Vito had a guitar style that somehow managed to be both super flashy and incredibly tasteful – its REALLY hard to straddle those 2 worlds!
Let's examine 2 of the techniques and concepts he played in this riff, and how you can use them in your LEAD guitar playing.
In the intro of the song between a C and G power chord, Vito sneaks in a little tapping run.
But it wasn't like many of the other tapping licks of the day which usually contained groupings of 3 notes.
This lick outlined a really cool scale called the dominant pentatonic scale...not only that, but he played BOTH the C dominant pentatonic AND the G dominant pentatonic scales.
Here's what those scales look like:
This is a great sounding scale that you can use over major and dominant 7 chords; it's just one note different from the normal minor pentatonic scale (we raise the 3rd degree of the scale a half step).
But – that small difference gives us a sound that's slightly exotic and a little Middle Eastern sounding... this scale was a favorite of the great Jeff Beck among others!

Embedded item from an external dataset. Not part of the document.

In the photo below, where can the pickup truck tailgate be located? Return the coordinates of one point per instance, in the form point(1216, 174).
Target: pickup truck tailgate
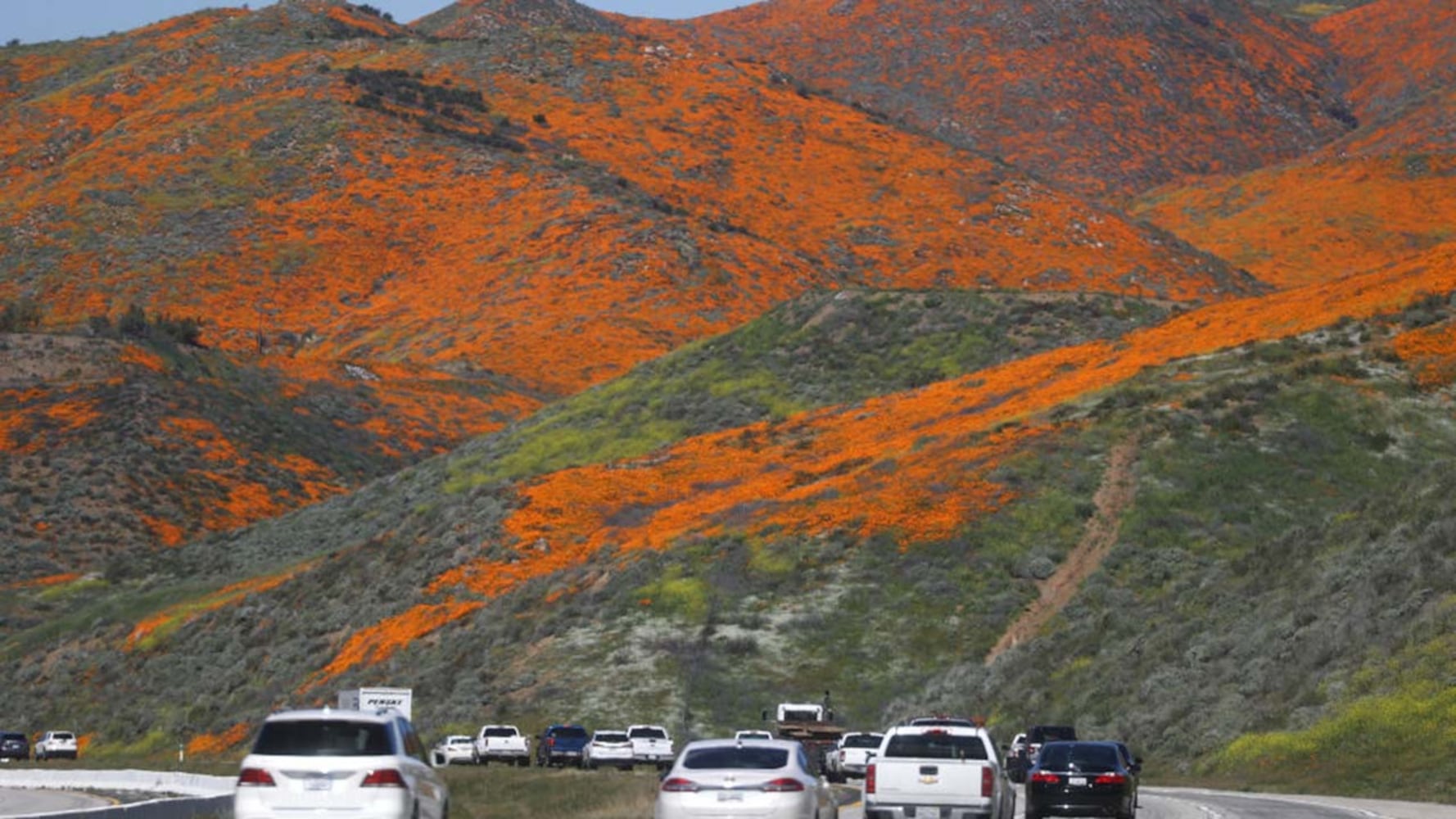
point(939, 781)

It's definitely one you should get familiar with and use to build some cool licks!
The other technique Vito employs that you should work into your lead playing is the use of 3rd intervals – playing 2 notes at the same time that are a 3rd apart. Take a look at the G major scale on one string....
If you start on the G note and count over to the B note, B is the 3rd note. We can say B is the 3rd of G... We can do the same with the A and C notes, B and D notes, etc. Now take a look at the notes and their “3rds” laid out on 2 strings....
Seeing the 3rds like this on 2 adjacent strings lets us visualize how we could play the 3rds at the same time.... as little 2 note groupings (G and B, A and C, etc). In the riff Vito plays them as these 2 note groupings and moves through the scale.
We could also play the thirds as single notes (G THEN B, A THEN C, etc) and make up little lead guitar melodies that sound really cool!!! I highly recommend you learn your 3rds across all the strings – it will make you a MUCH better guitar player!!!